Late yesterday, the FCC released the Public Notice setting out the instructions for the upcoming window for Class C and D AM stations to file for new FM translators. The window will be open for the submission of applications from July 26 to August 2 – and mutually exclusive applications filed during that window will be resolved by an auction if they cannot be resolved by settlements or engineering solutions. This is a very complicated Public Notice, as the FCC is treating these applications as those filed in preparation for an auction. Applicants need to read this notice very carefully to avoid traps – traps which include having conversations with mutually exclusive applicants outside a yet-to-be-announced settlement window when engineering solutions to resolve conflicts between applications filed in the window will be allowed. There actually is a rule against “prohibited communications” outside of the settlement window – meaning that mutually exclusive applicants can’t talk to each other except during these designated settlement windows.

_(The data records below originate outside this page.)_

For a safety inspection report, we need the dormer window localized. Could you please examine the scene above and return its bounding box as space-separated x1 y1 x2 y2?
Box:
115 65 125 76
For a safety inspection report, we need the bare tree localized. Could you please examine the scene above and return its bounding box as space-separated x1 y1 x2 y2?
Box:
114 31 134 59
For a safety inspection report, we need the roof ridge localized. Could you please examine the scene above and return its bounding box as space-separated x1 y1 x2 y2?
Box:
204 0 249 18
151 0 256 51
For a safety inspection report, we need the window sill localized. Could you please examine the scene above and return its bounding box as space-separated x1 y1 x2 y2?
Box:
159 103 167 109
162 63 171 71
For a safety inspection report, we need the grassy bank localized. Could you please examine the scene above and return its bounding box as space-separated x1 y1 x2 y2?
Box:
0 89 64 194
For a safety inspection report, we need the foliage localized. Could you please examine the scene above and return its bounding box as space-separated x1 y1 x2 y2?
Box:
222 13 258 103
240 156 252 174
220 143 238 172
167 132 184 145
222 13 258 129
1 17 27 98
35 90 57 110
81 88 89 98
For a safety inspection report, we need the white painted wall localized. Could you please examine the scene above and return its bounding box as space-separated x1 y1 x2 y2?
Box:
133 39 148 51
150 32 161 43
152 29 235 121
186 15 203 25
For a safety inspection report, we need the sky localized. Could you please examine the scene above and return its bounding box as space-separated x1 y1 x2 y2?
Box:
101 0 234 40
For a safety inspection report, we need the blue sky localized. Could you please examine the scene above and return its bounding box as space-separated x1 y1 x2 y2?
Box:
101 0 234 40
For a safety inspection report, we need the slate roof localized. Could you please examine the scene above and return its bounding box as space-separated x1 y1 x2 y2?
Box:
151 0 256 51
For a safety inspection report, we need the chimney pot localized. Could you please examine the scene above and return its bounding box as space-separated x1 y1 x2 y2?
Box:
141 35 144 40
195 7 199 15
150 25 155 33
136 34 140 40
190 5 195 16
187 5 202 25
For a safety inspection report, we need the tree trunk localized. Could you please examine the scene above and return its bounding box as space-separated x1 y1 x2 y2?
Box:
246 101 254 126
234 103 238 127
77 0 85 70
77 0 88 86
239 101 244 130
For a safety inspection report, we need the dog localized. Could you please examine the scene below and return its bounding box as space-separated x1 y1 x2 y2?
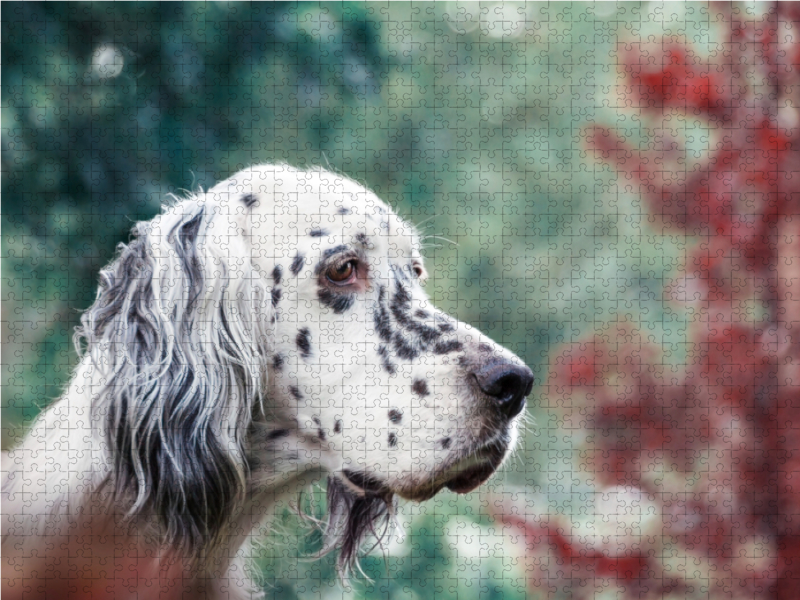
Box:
2 164 533 599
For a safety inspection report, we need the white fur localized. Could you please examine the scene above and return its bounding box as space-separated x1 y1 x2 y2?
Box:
2 165 529 599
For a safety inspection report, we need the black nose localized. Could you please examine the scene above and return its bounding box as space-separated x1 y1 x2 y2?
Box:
473 361 534 419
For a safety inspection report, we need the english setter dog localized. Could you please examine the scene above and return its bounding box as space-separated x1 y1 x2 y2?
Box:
2 165 533 599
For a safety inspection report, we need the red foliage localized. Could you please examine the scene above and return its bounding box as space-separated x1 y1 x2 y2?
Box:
627 43 726 116
498 5 800 598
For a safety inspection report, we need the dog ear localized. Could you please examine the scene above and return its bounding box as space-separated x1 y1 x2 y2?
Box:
77 199 270 556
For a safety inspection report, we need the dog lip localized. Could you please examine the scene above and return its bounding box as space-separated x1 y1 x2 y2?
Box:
443 461 498 494
440 445 505 494
394 440 509 502
396 483 446 503
341 469 390 496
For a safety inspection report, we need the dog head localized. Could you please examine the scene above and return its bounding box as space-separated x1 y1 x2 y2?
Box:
80 164 533 571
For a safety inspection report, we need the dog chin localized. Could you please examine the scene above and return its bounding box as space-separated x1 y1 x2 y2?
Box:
392 442 510 502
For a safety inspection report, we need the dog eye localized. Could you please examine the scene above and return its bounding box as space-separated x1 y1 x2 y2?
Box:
413 264 424 278
326 260 357 284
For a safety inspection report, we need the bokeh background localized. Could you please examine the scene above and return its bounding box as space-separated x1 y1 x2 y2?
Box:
3 2 795 598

Resolving mutually exclusive applications is also not as easy as some may have thought. Applicants can resolve conflicts only by filing settlements or technical amendments that comply with the minor change rules – meaning that they can only amend to different sites on the same channel, or on channels three up and three down from that initially specified, or a channel precluded from use by the initially proposed channel because of Intermediate Frequency interference. Applicants, under the rules announced yesterday, cannot amend to any vacant channel that may be available in their area (a restriction different than that allowed in some past secondary service windows in the past – such as that opened for LPFM applicants).
This may be to preserve some channels for applicants in the next window – one to be announced in the future for all AM stations (including Class A and B AM stations) to file for new translators. But that second window will only be open to AM stations that did not rely on the 250 mile waivers in last year’s AM Revitalization windows (see our article here) or in this first upcoming window. AM stations that previously obtained translators for their stations without relying on the 250 mile waiver last year, however, are not precluded from filing for another translator in the upcoming window. Once an application is filed in this window (or if one was filed last year in reliance on the 250 mile waiver), even if it is ultimately dismissed, the applicant who submitted the application cannot take advantage of a subsequent window. So it would seem that mutually exclusive applications filed in this upcoming window, that cannot file a minor change application to resolve their conflict, will not have another chance to file for a translator in the second window later in the year.
And, as noted above, these applications are not the simple application for an FM translator construction permit that many applicants might be used to filing. Instead, they are auction applications which require certain auction-related disclosures to be acceptable. Hopefully, the FCC will be holding some sort of training session for these applications, as I expect that some small AM stations that may be interested in filing in this window will come away baffled by the auction instructions. As noted above, these rules include the restrictions on prohibited communications – forbidding applicants with applications that are mutually exclusive from talking about auction strategy or tactics, which would seemingly include trying to settle the conflicts – except during designated settlement windows. So, while you can consider engineering solutions to resolve conflicts with your engineer, don’t convey the potential solution to other applicants except when the FCC tells you that you can do so.
As part of the Public Notice, the FCC also announced a filing freeze on any technical changes to existing translators so as to freeze the database that applicants will use to prepare their applications. The freeze will be in effect from July 19 until August 2.
In short, read these instructions carefully, and go over them with your attorney and engineer to make sure that you don’t inadvertently overlook some requirement that would result in your missing this opportunity to get a new FM translator for your AM station.